The first difference between a conventional digital computer and a biological brain is the way in which the brain represents the fleeting states of the world around it. The retinal surface at the back of your eye, for example, represents the scene currently before you with a pattern of simultaneous (repeat: simultaneous) activation or excitation levels across the entire population of rod- and cone-cells spread across that light-sensitive surface. Notice that this style of representation is entirely familiar to you. You confront an example of it every time you watch television. Your TV screen represents your nightly news anchor’s face, for example, by a specific pattern of brightness levels (“activation” levels) across the entire population of tiny pixels that make up the screen. Those pixels are always there. (Tiptoe up to the screen and take a closer look.) What changes from image to image is the pattern of brightness levels that those unmoving pixels collectively assume. Change the pattern and you change the image.
It is the same story with any specialized population of neurons, such as the retina in the eye, the visual cortex at the back of the brain, the cochlea of the inner ear, the auditory cortex, the olfactory cortex, the somatosensory cortex, and so on and so on. All of these neuronal areas, and many others, are specialized for the representation of some aspect or other of the reality around us: sights, sounds, odors, tactile and motor events, even features of social reality, such as facial expressions.
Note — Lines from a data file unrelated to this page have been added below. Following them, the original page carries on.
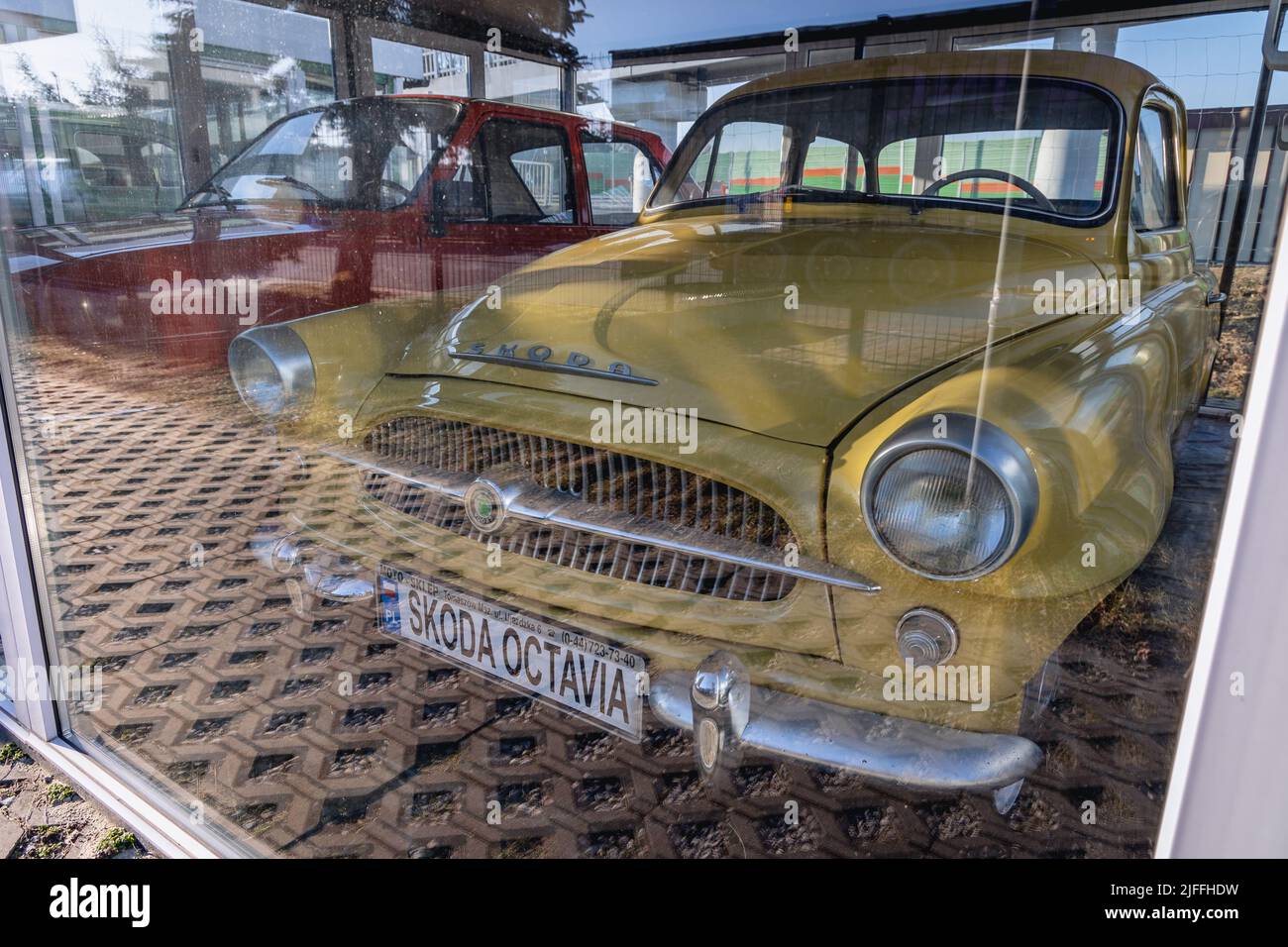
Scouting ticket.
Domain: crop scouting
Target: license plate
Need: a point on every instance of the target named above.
(554, 663)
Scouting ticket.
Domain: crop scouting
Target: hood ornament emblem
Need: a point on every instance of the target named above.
(485, 505)
(541, 359)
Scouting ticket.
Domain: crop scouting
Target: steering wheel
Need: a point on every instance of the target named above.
(1013, 179)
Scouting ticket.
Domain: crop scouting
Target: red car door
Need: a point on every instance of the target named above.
(621, 167)
(509, 197)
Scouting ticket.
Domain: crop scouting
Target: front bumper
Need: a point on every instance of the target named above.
(890, 749)
(897, 750)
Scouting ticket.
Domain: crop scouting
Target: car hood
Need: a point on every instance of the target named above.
(784, 328)
(50, 245)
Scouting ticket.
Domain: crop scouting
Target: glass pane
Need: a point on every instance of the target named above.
(258, 64)
(359, 155)
(1051, 158)
(86, 119)
(619, 176)
(526, 172)
(1153, 184)
(832, 165)
(647, 95)
(400, 65)
(523, 81)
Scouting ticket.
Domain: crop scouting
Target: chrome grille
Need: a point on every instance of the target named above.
(619, 482)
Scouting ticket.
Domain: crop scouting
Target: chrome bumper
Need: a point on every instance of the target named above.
(907, 753)
(890, 749)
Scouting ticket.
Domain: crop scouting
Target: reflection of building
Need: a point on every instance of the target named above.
(34, 20)
(213, 73)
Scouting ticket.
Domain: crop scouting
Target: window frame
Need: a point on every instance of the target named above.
(690, 149)
(1171, 165)
(585, 136)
These neuronal activation-patterns need not be literal pictures of reality, as they happen to be in the special case of the eye’s retinal neurons. But they are representations of the fine-grained structure of some aspect of reality even so, for each activation-pattern contains an enormous amount of information about the external feature of reality that, via the senses and internal brain pathways, ultimately produced it.
Just how much information is worth noting. The retina contains roughly 100 million light-sensitive rods and cones. (In modern electronic camera-speak, it has a rating of one hundred megapixels. In other words, your humble retina still has ten times the resolution of the best available commercial cameras.) Compare this to the paltry representational power of a typical computer’s CPU: it might represent at most a mere 8 bits at a time, if it is an old model, but more likely 16 bits or 32 bits for a current machine, or perhaps 64 or 128 bits for a really high-end machine. Pitiful! Even an old-fashioned TV screen simultaneously activates about 200,000 pixels, and an HDTV will have over two-thirds of a million (1,080 × 640 = 691,200 pixels). Much better. But the retina, and any other specialized population of neurons tucked away somewhere in the brain, will have roughly 100 million simultaneously activated pixels. Downright excellent. Moreover, these pixels—the individual neurons themselves—are not limited to being either on or off (i.e., to displaying a one or a zero), as with the elements in a computer’s CPU. Biological pixels can display a smooth variety of different excitation levels between the extremes of 0 percent and 100 percent activation. This smooth variation (as opposed to the discrete on/off coding of a computer’s bit-register) increases the information-carrying capacity of the overall population dramatically. In all, the representational technique deployed in biological brains—called population coding because it uses the entire population of neurons simultaneously—is an extraordinarily effective technique.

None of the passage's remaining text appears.